A musicista Analimar Ventapane, filha do compositor Martinho da Vila falou sobre a relação do samba com o lugar e como é sua vivência por lá. "Por ser filha do Martinho, recebo muito carinho na rua. Mas aqui é normal essa relação de família entre todos, todo dia você encontra gente que não sabe nem o nome, mas cria um vínculo por ver todo dia. Povo do samba, das bambas, faço um pedido para a gente continuar assim, cuidando um do outro, todos cuidando de todos, isso é o que temos de mais valor. Temos que cuidar da nossa casa e do nosso bairro, assim vamos cuidando da cidade. Vila Isabel é como qualquer bairro que enfrenta problemas na cidade. A cultura do samba é o nosso maior tesouro, nosso diferencial, e precisamos preservá-la junto também da nossa população. É um caminho para vencermos essas mazelas", contou Analimar.

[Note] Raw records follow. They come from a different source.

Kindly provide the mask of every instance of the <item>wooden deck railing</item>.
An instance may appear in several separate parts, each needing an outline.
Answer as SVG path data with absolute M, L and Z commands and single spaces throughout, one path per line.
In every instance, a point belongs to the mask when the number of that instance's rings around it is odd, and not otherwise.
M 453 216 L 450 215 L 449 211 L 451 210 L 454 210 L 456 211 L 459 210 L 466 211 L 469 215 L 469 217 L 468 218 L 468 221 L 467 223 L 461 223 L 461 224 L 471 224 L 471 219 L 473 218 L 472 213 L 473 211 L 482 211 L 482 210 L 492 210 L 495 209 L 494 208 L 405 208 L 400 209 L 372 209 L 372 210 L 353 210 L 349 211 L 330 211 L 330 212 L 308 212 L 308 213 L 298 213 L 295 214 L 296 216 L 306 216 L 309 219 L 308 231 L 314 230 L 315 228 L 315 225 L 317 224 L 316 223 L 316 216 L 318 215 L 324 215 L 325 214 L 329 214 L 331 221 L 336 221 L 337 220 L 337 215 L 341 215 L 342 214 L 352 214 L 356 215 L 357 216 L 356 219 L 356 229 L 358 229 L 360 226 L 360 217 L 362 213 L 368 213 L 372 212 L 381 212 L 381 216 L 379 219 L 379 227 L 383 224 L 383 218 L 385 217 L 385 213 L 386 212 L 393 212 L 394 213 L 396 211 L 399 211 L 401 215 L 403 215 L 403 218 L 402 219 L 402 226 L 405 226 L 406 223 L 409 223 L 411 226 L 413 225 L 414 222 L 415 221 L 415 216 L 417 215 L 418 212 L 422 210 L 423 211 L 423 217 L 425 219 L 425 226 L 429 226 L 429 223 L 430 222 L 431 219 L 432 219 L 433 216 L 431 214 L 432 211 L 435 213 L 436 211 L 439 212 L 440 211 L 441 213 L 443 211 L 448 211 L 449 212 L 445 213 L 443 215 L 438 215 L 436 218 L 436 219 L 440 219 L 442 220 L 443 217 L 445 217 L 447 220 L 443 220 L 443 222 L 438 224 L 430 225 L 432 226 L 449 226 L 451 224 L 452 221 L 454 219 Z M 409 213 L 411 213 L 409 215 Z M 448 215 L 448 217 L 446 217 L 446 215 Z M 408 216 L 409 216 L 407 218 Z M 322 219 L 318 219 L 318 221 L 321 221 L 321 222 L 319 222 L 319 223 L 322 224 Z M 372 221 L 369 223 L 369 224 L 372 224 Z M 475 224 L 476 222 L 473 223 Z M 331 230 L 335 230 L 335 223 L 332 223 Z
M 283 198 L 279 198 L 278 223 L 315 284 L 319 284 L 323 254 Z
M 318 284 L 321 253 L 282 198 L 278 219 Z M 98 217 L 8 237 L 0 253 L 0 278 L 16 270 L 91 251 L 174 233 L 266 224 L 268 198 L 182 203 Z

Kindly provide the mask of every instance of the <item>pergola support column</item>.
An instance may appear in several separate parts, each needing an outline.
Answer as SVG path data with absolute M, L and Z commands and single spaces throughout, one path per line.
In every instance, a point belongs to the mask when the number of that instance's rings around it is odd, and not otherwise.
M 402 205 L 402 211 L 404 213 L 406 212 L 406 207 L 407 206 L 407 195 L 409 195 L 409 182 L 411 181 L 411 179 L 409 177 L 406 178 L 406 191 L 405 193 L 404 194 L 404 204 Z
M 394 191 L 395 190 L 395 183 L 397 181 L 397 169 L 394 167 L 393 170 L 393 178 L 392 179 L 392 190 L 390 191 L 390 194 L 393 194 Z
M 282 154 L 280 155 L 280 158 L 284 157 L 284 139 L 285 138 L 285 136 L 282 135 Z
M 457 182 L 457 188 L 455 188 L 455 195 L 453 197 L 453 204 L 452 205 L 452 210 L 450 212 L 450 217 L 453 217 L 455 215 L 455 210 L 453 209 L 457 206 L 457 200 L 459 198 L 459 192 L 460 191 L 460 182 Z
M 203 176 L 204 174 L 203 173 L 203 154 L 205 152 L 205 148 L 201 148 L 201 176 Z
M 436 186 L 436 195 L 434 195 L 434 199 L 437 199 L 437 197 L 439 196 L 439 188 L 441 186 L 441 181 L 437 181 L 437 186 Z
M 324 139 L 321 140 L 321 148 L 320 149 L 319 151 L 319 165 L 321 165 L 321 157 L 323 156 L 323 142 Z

Noel Rosa e suas paixões: O samba e Vila

Noel Rosa nasceu no dia 11 de dezembro 1910 na rua Teodora da Silva, 30, onde morou na sua vida inteira. A casa onde ele morou não existe mais e, no mesmo lugar, hoje o número 392, foi construído um prédio que leva o nome dele. O músico, que tinha comportamento tímido devido a uma deformidade no queixo, foi fundamental para a legitimação e popularização do samba de morro através de suas obras. Autodidata, Noel aprendeu a tocar bandolim de ouvido pelos bares da Vila Isabel e tomou gosto pela música. Em 1930, quando a canção popular começou a se firmar e o samba passou a se consolidar como parte da raiz musical brasileira, Noel ganhou destaque e preferência entre os ouvintes de rádio e participantes dos carnavais de rua do Rio de Janeiro. Sua música conquistou muitos admiradores pela autenticidade, ao falar de amor e os encontros e desencontros do cotidiano.

Após se formar no colégio São Bento, começou a estudar medicina, mas parou um ano depois. Sobre a decisão, ele disse que preferia "ser um bom sambista a ser um mau médico" e passou a se dedicar integralmente a música, sendo comum ver Noel pelos bares e cafés da época, sentado à mesa, compondo. Uma de suas maiores obras, a canção Feitiço da Vila se tornou o hino não oficial do bairro de Vila Isabel.